Rivale di Julien Benda, Albert Thibaudet, osserva Antoine Compagnon, autore de “Gli antimoderni da Joseph de Maistre a Roland Barthes” (Neri Pozza, 2017, ed. or. 2005), è una di quelle figure che
oggi ci mancano: figure non strettamente specializzate, libere, vigorose, generose, esuberanti, sempre vigili e curiose di tutto – in una parola, felici (ivi, p. 247).
“Critico letterario di professione, che circolava tra i libri con la buona coscienza e l’epicureismo attivo di un vignaiolo tra i suoi vitigni” (Thibaudet, “Les Princes lorrains”, 1924, p. 83), Thibaudet, oggi dimenticato (ma vedi di Michel Leymarie “Albert Thibaudet, l’outsider du dedans”, 2006), fu anche, secondo René Rémond, il fondatore della storia delle idee politiche.

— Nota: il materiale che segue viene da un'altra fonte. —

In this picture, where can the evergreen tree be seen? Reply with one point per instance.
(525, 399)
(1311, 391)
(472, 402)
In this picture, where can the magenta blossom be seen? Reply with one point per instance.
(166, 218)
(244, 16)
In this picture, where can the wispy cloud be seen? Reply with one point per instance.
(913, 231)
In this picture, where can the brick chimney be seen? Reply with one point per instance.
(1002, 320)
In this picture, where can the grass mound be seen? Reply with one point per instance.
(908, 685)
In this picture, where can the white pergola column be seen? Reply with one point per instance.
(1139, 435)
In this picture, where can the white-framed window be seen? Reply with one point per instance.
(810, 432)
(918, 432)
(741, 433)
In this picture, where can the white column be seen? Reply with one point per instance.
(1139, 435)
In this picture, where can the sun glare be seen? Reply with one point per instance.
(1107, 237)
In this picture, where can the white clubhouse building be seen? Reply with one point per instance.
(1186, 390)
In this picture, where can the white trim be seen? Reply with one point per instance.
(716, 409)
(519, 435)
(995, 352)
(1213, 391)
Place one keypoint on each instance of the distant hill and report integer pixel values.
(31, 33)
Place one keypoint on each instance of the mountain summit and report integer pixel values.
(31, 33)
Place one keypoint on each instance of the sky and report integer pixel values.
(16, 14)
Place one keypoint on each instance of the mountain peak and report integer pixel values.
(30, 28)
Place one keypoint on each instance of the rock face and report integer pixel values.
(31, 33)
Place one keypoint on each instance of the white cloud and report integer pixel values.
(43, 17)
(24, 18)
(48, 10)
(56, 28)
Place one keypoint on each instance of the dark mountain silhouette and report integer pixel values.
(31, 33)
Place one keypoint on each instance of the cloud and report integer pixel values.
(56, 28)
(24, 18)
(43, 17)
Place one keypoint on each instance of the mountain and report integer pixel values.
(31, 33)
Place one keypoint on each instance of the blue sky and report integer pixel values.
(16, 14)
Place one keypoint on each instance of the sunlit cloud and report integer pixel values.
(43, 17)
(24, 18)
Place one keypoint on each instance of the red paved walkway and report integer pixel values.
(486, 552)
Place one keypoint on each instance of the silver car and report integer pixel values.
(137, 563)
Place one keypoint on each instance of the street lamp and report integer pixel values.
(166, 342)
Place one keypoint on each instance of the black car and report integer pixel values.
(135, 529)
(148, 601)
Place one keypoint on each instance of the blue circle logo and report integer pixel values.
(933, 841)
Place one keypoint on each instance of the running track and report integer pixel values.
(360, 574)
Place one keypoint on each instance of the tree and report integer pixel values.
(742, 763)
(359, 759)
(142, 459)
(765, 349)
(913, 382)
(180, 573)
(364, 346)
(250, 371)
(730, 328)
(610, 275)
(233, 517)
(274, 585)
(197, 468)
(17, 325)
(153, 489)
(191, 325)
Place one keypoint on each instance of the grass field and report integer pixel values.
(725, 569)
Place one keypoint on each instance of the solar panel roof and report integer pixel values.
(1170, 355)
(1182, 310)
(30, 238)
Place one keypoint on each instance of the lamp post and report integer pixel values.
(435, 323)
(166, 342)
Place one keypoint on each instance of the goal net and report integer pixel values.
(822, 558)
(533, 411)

“Assolutamente insensibile agli onori”, così scriveva Jean Paulhan, direttore della Nouvelle Revue Française (NRF), cui il Nostro fu assiduo collaboratore, Thibaudet avrebbe rivendicato
il diritto […], l’obbligo di non scegliere, di mantenere lo spirito critico nello stato di grazia del proprio gioco puro (NRF, agosto 1927);
rifiuto di scegliere, quindi, “non per indolenza, ma con la decisione energica di non decidere” (NRF, ottobre 1926). Estraneo gli era infatti “quel volere che giudica, decide, esclude” (Thibaudet, “Les Princes lorrains”, p. 84).
Thibaudet sarebbe così divenuto verso i cinquant’anni critico, nient’affatto militante, della politica, “non neutrale per abdicazione, ma […] per posizione” (“La République des professeurs”, 1927, p. 8), posizione che, sola, permetteva il “liberalismo integrale” di chi “vivrà il proprio liberalismo come qualcosa di precario, e all’occorrenza sarà liberale contro di esso” (“Les Idées politiques de la France”, 1932, p. 240); posizione che se per un uomo politico era una chimera, era invece una precisa consegna per il chierico “puro”, che ha “il dovere di essere senza partito” (“En lisant les ‘Mémoires d’un touriste'”, NRF, dicembre 1932).
Inevitabile allora che questo “vagabondaggio intellettuale”, questo “andar per farfalle” (Grenier, “Thibaudet politique et moraliste”, NRF. Luglio 1936), avesse portato Thibaudet all’inaudito, vale a dire all’inconcepibile disinteresse per l’affaire Dreyfus, “anche in piena dreyfusomachia” (“Les Idées de Charles Maurras”, 1920, p. 83) e a ignorare fascismo e comunismo nelle citate “Idées politiques” (cfr. Compagnon, p. 279).
Altrettanto inevitabile l’assenza di seguaci, che questi in genere
amano maestri meno sottili, più isterici, capaci di denigrare e di decidere” (ivi, p. 274),
e la distanza da un Benda che dai cieli e dalla torre d’avorio degli universali e della pura speculazione si sarebbe in seguito calato nella trincea dell’antifascismo militante.
Individuare quale sia, tra i due, l’autore cui prestare più attenzione, quale quello i cui lavori debbano rimanere a portata di mano dipende anche dallo spirito del tempo. Oggi, forse, quando chiamate alle armi e squilli di tromba si odono ad ogni connessione social, l’invito thibaudetiano alla non scelta non per, come ricordato, abdicazione ma per convinzione risulta forse essere quello più prezioso.